ここのところ流行はHDMI(ARC)付き2chプリメインアンプ。ついには6系統のHDMIセレクター付きデノンDRA-900Hまで登場しています。でも、これらはいずれもリニアPCM2chでの信号処理しかできません。「ホームシアター」を推進してきたアバックとしては、リアや天井にスピーカーを設置できる環境があるならぜひ「マルチch」を実践して欲しいのです。

▼その根拠はコチラ!
(コラム)「AVアンプはなぜ必要なの?」

そこで、昨年末に発売され実売価格が10万円そこそこになっているAVアンプ、マランツ「CINEMA70s」に着目!改めてレビューしたいと思います。


[特徴]

●製品のポイント
・現存する随一の薄型AVアンプ
・4K/8K、イマーシブオーディオなど新世代フォーマット対応
・7chアンプ&7.2chプリアウト

●実際使ってみたら凄かった!
・必要にして十分な超ハイコストパフォーマンス
・艶のある高域と繋がりのいい立体音場
・「HEOS」アプリを使ったネットワーク音源が快適

●こんな人には別モデルの方がいいかも
・AVはやりたいがマルチchはやらない
 →HDMI入力付きプリメインアンプを
高いデザイン性 “ラックに収まる”薄型から、“魅せる”薄型へ

常にAVアンプのベストバイを走り続けてきたマランツの薄型AVアンプ。「マランツNRシリーズをオススメモデルとともに振り返る」(https://www.avac.co.jp/buy/10767/usedvol.6)にあるとおり、時代とともに着実に進化を遂げてはことごとくヒットしてきたわけですが、このたび遂にフロントフェイスが一新。マランツのアイコンである丸い窓にシンメトリーのノブ、背後にフィボナッチ関数を彷彿させる有機的な湾曲パネルをあしらう最新のデザインに一変しました。これまでは「ラックに収まる高さ」ということで薄型が重宝されてきたわけですが、こんなデザインなら棚置きでもリビングに置けそうです。

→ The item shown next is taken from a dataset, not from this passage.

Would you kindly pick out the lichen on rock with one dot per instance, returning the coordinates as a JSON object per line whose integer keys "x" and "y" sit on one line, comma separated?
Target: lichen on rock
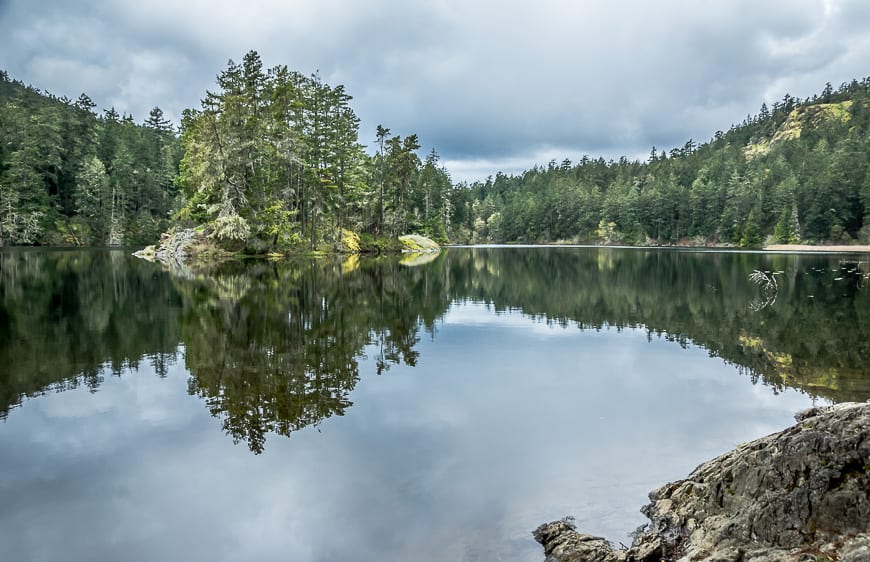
{"x": 415, "y": 243}
{"x": 800, "y": 494}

リモコンはシンプルですがわかりやすく、右サイドにあるバックライトボタンを押すと5秒点灯するのがニクい!

AVアンプの「基準」が10万円で得られる!

結論から書くと、このCINEMA70sは、「最初に買って長く使えるAVアンプとして最適なモデル」のひとつなのです。

というのも、次の2つの要望を備えているから。
(1)音質的にも定価10万円以下のものとは一線を画す基本性能を持っていること
(2)長く楽しむことを考えると“水平方向”のいわゆる「5.1chサラウンド」に、“上下方向”が加わるDolby Atmosら立体音響(イマーシヴサウンド)を楽しむための2chを加えた7.1chは欲しい

以下のアバックWebコラムも合わせてお読みいただけると嬉しいです。

▼イマーシヴオーディオやるなら最低7.1chはほしい
(コラム)vol.2「AVやるなら最低限何チャンネル必要?」

しかもこのモデル、7chのパワーアンプを内蔵するほか、なんとプリアウトも持っています!サウンドのカギになるフロント2chを外部アンプに委ねてグレードアップもできるんです。パワーアンプ、ないしアンプ入力を持つ良質のプリメインアンプを中古ででも入手して繋いでみたりできます。競合するソニーSTR-AN1000などにはない魅力。これは力説したい!

内蔵する7chアンプ活用法としてフロント2chをバイアンプにして5.1chに…という意見もありそうですが、それじゃあイマーシヴ時代のAVアンプの愉しさは、正直、半減だとおもいます。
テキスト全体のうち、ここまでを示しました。